The two types of technology have different technical characteristics and provide distinct levels of security and legal recognition:
- the qualified signature shall be the implicit equivalent of the handwritten signature recognized in any EU State;
- the advanced signature has limited recognition and it needs to be proved.
According to OUG nr. 36/2021, work papers can be signed with both advanced and qualified electronic signature. The state grants in the field of labor relations the value of handwritten signature and advanced signatures, but this recognition applies exclusively on Romanian territory.
Advanced signatures shall be issued on the basis of a simple digital certificate and, in order for these advanced signatures to be valid and enforceable, those who use them must be able to demonstrate that the technical way in which they have issued these signatures complies with all four detailed requirements of the eIDAS Regulation:
- refer exclusively to the signatory;
- allow the identification of the signatory;
- they are created using electronic signature creation data that the signatory can use with a high level of confidence exclusively under its control;
- they are related to the data used for signing, so any subsequent changes to the data can be detected.
Advanced electronic signatures can be issued by states or private organizations, and they are not of legal value by default and must be proven.

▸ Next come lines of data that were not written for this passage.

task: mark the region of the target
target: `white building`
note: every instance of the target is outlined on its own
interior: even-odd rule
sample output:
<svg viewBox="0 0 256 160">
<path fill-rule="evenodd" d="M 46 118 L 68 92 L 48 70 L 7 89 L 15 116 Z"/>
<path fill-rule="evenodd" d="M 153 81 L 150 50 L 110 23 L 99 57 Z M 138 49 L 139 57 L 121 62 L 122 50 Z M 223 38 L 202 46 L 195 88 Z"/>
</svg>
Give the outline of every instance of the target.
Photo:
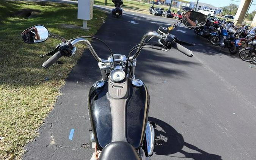
<svg viewBox="0 0 256 160">
<path fill-rule="evenodd" d="M 188 3 L 187 4 L 187 6 L 195 9 L 195 7 L 196 6 L 196 2 L 191 2 L 189 3 Z M 222 9 L 220 7 L 215 7 L 212 5 L 201 2 L 198 2 L 198 3 L 197 4 L 197 6 L 196 7 L 196 9 L 194 9 L 194 10 L 196 11 L 203 9 L 210 9 L 215 10 L 217 14 L 220 14 L 222 11 Z"/>
<path fill-rule="evenodd" d="M 171 0 L 165 0 L 165 4 L 168 4 L 168 5 L 171 3 Z M 177 8 L 181 8 L 182 6 L 186 6 L 187 3 L 179 2 L 178 0 L 173 0 L 173 4 L 172 7 Z"/>
</svg>

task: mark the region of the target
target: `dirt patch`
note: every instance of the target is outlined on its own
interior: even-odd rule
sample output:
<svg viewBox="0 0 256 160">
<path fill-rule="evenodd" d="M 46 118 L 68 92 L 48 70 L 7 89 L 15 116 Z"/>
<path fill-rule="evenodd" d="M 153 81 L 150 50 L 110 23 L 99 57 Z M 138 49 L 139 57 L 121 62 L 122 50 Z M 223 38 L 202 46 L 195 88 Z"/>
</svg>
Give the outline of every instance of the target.
<svg viewBox="0 0 256 160">
<path fill-rule="evenodd" d="M 39 10 L 23 9 L 15 12 L 14 15 L 24 18 L 30 18 L 31 16 L 40 14 L 40 13 L 41 11 Z"/>
</svg>

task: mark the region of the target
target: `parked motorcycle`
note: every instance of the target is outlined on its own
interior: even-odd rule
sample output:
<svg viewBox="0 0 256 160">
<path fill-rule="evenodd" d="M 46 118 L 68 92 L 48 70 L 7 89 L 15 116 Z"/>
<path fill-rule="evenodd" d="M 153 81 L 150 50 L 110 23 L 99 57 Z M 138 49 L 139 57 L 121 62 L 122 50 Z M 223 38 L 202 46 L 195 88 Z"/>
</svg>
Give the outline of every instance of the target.
<svg viewBox="0 0 256 160">
<path fill-rule="evenodd" d="M 102 78 L 93 84 L 88 96 L 88 110 L 92 130 L 90 146 L 95 149 L 91 160 L 149 160 L 152 155 L 155 134 L 154 122 L 148 120 L 149 94 L 142 81 L 135 78 L 136 58 L 143 48 L 168 51 L 172 47 L 192 57 L 193 52 L 182 45 L 195 44 L 179 40 L 170 31 L 182 22 L 190 27 L 203 26 L 206 17 L 193 11 L 186 14 L 193 14 L 196 18 L 189 20 L 189 16 L 184 17 L 182 20 L 169 27 L 161 26 L 157 32 L 145 34 L 127 56 L 114 54 L 106 43 L 98 38 L 84 36 L 66 40 L 49 33 L 42 25 L 33 26 L 22 33 L 22 39 L 27 43 L 42 42 L 49 37 L 62 41 L 53 50 L 41 56 L 43 58 L 53 55 L 43 64 L 45 68 L 63 56 L 69 57 L 75 55 L 75 45 L 80 43 L 85 44 L 99 62 Z M 36 31 L 31 31 L 31 28 Z M 149 43 L 152 38 L 159 39 L 159 43 Z M 108 47 L 111 55 L 107 59 L 99 56 L 88 38 L 99 41 Z"/>
<path fill-rule="evenodd" d="M 149 7 L 149 8 L 148 9 L 148 11 L 149 12 L 149 13 L 150 13 L 151 14 L 153 14 L 153 10 L 154 9 L 155 7 L 153 7 L 153 6 L 151 6 L 150 7 Z"/>
<path fill-rule="evenodd" d="M 213 45 L 219 45 L 222 47 L 228 48 L 229 52 L 234 55 L 239 51 L 239 46 L 237 43 L 240 40 L 236 36 L 239 33 L 229 24 L 221 22 L 220 32 L 212 34 L 209 39 Z"/>
<path fill-rule="evenodd" d="M 155 8 L 152 11 L 152 14 L 154 16 L 161 16 L 163 13 L 163 8 Z"/>
<path fill-rule="evenodd" d="M 174 17 L 177 19 L 182 19 L 182 14 L 180 12 L 178 12 L 177 13 L 174 14 Z"/>
<path fill-rule="evenodd" d="M 247 47 L 242 49 L 239 52 L 239 57 L 243 61 L 252 62 L 256 60 L 256 27 L 253 28 L 245 38 L 244 43 Z"/>
<path fill-rule="evenodd" d="M 112 9 L 112 16 L 113 17 L 120 17 L 123 15 L 123 8 L 121 6 L 124 2 L 121 0 L 113 0 L 112 2 L 115 4 L 115 8 Z"/>
<path fill-rule="evenodd" d="M 170 9 L 168 10 L 165 12 L 163 12 L 163 15 L 164 17 L 166 18 L 173 18 L 174 17 L 174 13 L 171 12 Z"/>
</svg>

Qualified electronic signatures are an advanced type of signature, which by the way they are issued (using a qualified certificate and a qualified signature issuing device) implicitly ensures that the four conditions are met both at the time of signature and thereafter. These two additional tools (qualified certificate and qualified signature issuing device) ensure a direct and undeniable link between a person’s real identity and the electronic identity, so that these types of electronic signatures implicitly provide legal value and are considered equivalent to handwritten signatures, further evidence proving this is unnecessary. Qualified signatures are only issued by qualified trust service providers listed in a European register and qualified signatures are recognized as equivalent to handwritten signatures anywhere in the EU.

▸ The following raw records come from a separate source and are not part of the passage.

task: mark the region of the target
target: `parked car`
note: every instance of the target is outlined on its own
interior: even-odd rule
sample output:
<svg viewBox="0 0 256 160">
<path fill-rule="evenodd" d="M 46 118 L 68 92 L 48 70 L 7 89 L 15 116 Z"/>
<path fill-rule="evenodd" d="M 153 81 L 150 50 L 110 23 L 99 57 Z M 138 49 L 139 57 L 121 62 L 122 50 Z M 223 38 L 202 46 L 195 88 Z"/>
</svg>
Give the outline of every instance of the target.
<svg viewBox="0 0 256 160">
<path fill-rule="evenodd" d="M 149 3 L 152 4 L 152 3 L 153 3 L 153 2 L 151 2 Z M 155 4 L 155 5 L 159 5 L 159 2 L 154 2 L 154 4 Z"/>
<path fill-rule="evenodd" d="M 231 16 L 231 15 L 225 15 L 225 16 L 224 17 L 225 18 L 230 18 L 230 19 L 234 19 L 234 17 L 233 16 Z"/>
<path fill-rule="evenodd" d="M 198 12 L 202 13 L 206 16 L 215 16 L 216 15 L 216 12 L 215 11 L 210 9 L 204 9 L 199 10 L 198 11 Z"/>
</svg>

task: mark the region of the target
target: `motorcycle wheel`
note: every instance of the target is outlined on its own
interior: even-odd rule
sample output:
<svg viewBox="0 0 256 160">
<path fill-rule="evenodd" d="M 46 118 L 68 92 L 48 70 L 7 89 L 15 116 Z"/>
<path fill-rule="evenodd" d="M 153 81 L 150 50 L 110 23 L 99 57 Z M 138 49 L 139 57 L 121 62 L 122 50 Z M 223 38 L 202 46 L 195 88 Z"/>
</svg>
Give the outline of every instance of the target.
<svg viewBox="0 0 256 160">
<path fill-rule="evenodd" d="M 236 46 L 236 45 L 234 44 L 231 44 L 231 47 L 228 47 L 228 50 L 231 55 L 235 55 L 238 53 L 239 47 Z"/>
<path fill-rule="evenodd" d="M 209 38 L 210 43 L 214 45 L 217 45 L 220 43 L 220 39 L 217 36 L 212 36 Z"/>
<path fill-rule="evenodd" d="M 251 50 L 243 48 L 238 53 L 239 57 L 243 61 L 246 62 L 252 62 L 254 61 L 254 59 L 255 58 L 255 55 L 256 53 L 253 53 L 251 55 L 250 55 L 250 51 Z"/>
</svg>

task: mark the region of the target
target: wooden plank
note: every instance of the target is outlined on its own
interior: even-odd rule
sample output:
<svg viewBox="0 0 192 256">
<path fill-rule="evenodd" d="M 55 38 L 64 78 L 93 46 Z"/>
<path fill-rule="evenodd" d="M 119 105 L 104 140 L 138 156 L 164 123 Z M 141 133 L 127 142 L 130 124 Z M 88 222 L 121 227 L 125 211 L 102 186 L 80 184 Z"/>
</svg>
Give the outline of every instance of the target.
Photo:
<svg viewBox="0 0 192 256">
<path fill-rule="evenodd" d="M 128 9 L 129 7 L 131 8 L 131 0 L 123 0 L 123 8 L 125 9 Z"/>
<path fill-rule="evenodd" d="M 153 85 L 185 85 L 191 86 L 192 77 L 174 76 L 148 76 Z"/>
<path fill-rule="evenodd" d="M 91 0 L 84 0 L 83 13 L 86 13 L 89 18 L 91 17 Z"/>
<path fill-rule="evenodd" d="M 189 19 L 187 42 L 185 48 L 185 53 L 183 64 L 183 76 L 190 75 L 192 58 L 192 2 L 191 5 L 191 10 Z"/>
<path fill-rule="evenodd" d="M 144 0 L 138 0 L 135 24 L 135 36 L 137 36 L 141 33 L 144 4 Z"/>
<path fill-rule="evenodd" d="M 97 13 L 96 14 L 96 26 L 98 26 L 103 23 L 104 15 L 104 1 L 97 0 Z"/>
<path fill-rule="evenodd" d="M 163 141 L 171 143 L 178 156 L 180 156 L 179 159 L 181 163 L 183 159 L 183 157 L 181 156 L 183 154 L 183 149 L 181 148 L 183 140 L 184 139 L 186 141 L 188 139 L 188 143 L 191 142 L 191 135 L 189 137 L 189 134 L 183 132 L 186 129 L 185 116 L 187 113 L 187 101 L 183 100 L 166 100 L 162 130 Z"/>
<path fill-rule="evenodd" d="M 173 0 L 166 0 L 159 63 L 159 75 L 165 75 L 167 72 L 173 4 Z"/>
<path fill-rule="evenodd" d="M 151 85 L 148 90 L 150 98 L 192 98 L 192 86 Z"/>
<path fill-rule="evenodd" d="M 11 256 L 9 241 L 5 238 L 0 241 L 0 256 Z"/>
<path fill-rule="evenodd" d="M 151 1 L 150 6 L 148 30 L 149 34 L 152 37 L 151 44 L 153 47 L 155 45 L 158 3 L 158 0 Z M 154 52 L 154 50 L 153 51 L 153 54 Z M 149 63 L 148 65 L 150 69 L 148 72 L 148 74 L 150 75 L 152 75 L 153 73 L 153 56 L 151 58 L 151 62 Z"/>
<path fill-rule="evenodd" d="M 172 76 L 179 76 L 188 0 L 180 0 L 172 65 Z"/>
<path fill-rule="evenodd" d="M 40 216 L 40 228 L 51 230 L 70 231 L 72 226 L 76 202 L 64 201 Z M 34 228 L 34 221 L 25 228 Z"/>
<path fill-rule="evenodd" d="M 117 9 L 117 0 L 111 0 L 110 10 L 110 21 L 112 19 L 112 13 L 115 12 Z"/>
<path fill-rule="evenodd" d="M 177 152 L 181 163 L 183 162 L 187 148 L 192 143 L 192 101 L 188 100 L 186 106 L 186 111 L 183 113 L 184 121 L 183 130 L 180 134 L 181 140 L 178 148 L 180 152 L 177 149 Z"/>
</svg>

In short, any qualified signature is advanced, but not any advanced signature is qualified. While, for the qualified signature, its issue implicitly ensures, without any doubt, that it is the signatory who signed the document and no further evidence is required, the same does not apply to the advanced signature, for this type of signature additional proof is required that the advanced signature really belongs to the person appearing as a signatory.

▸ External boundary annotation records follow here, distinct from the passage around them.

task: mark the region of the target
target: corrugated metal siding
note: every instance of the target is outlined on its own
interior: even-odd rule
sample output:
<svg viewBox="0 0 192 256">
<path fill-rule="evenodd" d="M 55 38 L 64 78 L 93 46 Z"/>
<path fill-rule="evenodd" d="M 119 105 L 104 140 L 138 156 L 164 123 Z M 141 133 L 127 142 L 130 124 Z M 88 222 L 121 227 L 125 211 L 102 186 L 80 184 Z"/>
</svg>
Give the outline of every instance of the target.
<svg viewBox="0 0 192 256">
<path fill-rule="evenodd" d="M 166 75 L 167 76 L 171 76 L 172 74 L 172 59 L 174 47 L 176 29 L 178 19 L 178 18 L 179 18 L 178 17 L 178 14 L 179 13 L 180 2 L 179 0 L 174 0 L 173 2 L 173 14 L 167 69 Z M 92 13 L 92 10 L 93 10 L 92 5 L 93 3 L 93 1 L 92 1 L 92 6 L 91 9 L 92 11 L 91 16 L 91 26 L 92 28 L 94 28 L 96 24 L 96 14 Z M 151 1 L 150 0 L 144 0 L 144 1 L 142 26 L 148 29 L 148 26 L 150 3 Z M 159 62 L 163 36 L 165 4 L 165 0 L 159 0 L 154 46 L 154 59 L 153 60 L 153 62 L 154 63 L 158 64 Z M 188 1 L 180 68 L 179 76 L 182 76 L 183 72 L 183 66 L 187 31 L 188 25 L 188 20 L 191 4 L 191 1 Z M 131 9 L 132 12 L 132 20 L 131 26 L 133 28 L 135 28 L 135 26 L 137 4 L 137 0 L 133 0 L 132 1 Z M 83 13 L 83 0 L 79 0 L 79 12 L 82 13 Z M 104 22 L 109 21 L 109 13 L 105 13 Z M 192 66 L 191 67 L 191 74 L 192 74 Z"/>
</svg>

Electronic signature in employment relationships from a company perspective
- employers may choose to use either of the two types of electronic signatures (advanced or qualified);
- whatever technology is used, it is also necessary to obtain employees’ agreement to use this form of distance signing of work papers;
- the fact that the Labor Code specifies the possibility of using electronic signature in employment relations does not oblige either the employer or the employee to use it;
- an employer will be able to use the electronic signature with some employees and with others will be able to continue using the handwritten signature, and there is no impediment to use it at the same time.
In conclusion, companies should conduct a careful and do a detailed analysis of the two signature technologies, because risks are not equally distributed in terms of security and trust. If, when using qualified signatures, there is a sum of the elements certifying that signature, taken by the supplier of qualified certificates, for advanced ones, additional precautions are needed which firms themselves must take.